PROJECT SUMMARY Decades of modulating the anti-cancer activity of fluoropyrimidine drugs (FPs) thru schedule optimization, biochemical modulation, and drug combinations have provided a significant, but limited, survival advantage for treating colorectal cancer (CRC) patients with locally advanced or metastatic disease (mCRC). However, outcomes remain poor for patients with mCRC and since targeted therapies and immunotherapies provide only a limited benefit to a sub-set of CRC patients, new approaches are urgently needed. Deep Creek Pharma together academic partner Wake Forest School of Medicine (WFSM) is developing CF10, the first DNA-based FP polymer, as an improved treatment for CRC. In pre-clinical studies through Phase 1 STTR support, we have demonstrated that CF10 is much more potent than 5-FU to CRC cells and demonstrated improved survival relative to 5-FU in multiple colon tumor models in rodents.

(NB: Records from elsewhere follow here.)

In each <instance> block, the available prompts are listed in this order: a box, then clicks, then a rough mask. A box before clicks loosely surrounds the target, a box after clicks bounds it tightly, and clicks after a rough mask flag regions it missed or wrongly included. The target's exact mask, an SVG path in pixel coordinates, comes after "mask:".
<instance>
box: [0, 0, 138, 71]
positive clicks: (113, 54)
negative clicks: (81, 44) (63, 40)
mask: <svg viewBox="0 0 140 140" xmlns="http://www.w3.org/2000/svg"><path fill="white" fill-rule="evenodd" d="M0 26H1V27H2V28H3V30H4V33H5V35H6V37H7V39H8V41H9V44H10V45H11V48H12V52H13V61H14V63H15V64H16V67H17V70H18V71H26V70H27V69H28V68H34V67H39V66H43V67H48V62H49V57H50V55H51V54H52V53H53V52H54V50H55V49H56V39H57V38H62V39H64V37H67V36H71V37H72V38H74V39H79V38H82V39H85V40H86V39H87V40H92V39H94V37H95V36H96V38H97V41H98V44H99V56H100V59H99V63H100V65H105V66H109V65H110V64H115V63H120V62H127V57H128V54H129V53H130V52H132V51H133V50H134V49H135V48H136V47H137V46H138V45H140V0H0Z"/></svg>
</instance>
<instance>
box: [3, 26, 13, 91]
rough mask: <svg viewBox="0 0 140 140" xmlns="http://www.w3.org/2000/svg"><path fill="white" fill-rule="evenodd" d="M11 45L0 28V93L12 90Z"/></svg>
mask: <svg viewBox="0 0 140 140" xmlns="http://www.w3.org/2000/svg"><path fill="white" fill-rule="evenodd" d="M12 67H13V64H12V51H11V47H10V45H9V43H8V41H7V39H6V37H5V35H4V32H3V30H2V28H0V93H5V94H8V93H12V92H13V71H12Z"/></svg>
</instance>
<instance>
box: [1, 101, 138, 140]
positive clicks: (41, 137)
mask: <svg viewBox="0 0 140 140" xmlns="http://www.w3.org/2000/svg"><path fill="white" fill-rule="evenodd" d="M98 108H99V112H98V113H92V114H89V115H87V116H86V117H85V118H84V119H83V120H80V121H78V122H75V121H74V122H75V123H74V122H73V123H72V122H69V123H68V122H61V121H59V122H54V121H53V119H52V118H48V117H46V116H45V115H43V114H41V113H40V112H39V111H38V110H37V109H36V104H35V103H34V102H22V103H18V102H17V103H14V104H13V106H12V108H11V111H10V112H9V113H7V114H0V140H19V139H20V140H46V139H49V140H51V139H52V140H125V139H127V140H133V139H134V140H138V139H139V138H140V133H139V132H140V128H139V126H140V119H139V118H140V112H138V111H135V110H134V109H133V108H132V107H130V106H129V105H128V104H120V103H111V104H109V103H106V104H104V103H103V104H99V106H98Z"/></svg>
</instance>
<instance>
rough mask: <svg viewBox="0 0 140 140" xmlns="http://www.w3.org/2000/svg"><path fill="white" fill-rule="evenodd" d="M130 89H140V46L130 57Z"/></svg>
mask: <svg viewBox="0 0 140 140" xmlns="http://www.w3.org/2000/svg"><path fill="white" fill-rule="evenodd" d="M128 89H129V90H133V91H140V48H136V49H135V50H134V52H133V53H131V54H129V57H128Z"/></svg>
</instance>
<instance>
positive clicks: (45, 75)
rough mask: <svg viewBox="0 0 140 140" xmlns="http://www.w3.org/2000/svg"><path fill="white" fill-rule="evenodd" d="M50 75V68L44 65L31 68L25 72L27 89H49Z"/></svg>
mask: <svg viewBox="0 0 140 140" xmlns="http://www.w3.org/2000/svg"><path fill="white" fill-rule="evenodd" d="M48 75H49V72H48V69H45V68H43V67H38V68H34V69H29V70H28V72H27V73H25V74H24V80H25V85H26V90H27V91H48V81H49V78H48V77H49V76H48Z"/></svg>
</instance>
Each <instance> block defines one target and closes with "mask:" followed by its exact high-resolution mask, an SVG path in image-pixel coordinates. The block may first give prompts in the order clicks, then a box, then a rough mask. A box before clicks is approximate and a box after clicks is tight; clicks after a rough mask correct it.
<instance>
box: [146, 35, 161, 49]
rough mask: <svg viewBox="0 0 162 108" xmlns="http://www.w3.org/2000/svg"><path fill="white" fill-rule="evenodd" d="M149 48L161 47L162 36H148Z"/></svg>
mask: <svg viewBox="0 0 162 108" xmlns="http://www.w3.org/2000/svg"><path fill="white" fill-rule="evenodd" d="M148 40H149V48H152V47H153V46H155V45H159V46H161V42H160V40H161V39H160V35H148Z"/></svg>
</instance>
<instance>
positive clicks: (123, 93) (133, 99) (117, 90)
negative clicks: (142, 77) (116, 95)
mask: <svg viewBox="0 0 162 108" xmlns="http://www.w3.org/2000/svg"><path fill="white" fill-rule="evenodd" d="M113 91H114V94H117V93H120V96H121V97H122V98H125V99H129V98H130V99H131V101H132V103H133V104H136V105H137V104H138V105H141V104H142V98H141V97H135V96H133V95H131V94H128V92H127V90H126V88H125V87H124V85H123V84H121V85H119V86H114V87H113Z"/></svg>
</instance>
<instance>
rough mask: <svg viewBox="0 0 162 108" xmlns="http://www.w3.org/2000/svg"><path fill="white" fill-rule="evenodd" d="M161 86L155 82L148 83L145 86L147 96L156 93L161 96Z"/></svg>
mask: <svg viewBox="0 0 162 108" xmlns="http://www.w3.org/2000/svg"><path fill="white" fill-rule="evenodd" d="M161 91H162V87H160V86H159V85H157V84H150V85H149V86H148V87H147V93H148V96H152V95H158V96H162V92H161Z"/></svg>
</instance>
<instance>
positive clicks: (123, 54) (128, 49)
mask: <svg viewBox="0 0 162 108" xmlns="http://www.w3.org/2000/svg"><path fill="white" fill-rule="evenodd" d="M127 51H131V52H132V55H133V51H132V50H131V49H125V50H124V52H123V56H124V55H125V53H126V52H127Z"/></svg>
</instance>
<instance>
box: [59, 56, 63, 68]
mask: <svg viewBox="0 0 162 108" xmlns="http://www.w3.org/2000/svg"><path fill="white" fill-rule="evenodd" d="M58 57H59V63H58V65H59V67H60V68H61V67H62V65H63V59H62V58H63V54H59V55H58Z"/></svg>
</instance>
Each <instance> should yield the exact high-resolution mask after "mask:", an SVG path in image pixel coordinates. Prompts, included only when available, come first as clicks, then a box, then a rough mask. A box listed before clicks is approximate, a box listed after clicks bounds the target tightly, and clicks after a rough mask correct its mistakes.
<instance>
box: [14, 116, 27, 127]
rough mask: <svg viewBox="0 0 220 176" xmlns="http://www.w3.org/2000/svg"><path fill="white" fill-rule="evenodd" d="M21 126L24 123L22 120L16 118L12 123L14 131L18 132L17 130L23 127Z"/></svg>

Further, CF10 displayed reduced systemic toxicities relative to 5-FU making it a strong candidate for clinical development. We have also established CF10 displays distinct pharmacological and mechanistic properties relative to conventional FP drugs. Based on these findings, DeepCreek Pharma and WFSM/Gmeiner Lab propose to jointly investigate CF10 as a candidate for clinical development. A major unmet need is treatment of mCRC that is refractory to FOLFOX (5-FU, Leucovorin (LV), oxaliplatin), and other front-line therapies for mCRC. The proposed research in phase II will therefore focus on (Aim 1) Developing CF10 lipid nanoparticles (LNPs) and testing for improved activity, including in a therapy-resistant CRC liver metastasis model. LNP formulation has proven to be a robust delivery strategy for multiple nucleic acid drugs, and identifying a preferred LNP formulation will promote CF10 clinical development. In Aim 2 of the Phase II studies we will perform safety pharmacology studies of CF10 and CF10:LNPs in rodents while in Aim 3 we will evaluate pharmacokinetics (PK) and biodistribution in non-human primates (NHPs). Studies in NHPs accurately reflect human physiology and metabolism and are particularly important for regulatory apprval. Collectively, our Phase II STTR studies will provide critical data for to advance CF10 into clinical trials and ultimately its commercialization.

项目摘要 数十年来调节氟嘧啶药物（FPS）的抗癌活性到计划优化， 生化调制和药物组合为 治疗局部晚期或转移性疾病（MCRC）的结直肠癌（CRC）患者。然而， MCRC患者的结局仍然很差，并且靶向疗法和免疫疗法仅提供 迫切需要对CRC患者子组的益处有限。 Deep Creek Pharma 学术合作伙伴Wake Wake Forest医学院（WFSM）正在开发CF10，这是第一个基于DNA的 FP聚合物，作为CRC的改进治疗方法。在通过第1阶段STTR支持的临床前研究中，我们有 证明CF10比5-FU对CRC细胞更有效，并且证明了提高的存活率 相对于啮齿动物多种结肠肿瘤模型中的5-FU。此外，CF10显示出降低的全身毒性 相对于5-FU，使其成为临床发育的有力候选者。我们还建立了CF10显示器 相对于常规FP药物，不同的药理和机械特性。基于这些发现， DeepCreek Pharma和WFSM/Gmeiner Lab提议共同研究CF10作为临床的候选者 发展。 一个主要的未满足需要是对FOLFOX（5-FU，Leucovorin（LV），Oxaliptin）和Oxaliptin）和 MCRC的其他前线疗法。因此，第二阶段的拟议研究将集中于（目标1）开发 CF10脂质纳米颗粒（LNP）和改善活性的测试，包括在治疗的CRC肝脏中 转移模型。 LNP公式已被证明是多种核酸药物的强大递送策略， 并确定首选的LNP配方将促进CF10临床开发。在第二阶段的目标2中 研究我们将对啮齿动物中的CF10和CF10：LNP进行安全药理学研究，而在AIM 3中，我们将 评估非人类灵长类动物（NHP）中的药代动力学（PK）和生物分布。准确地研究NHP 反映人类的生理和代谢，对于监管批准尤为重要。总体而言，我们的 第二阶段的STTR研究将为CF10推进临床试验，并最终提供关键数据 商业化。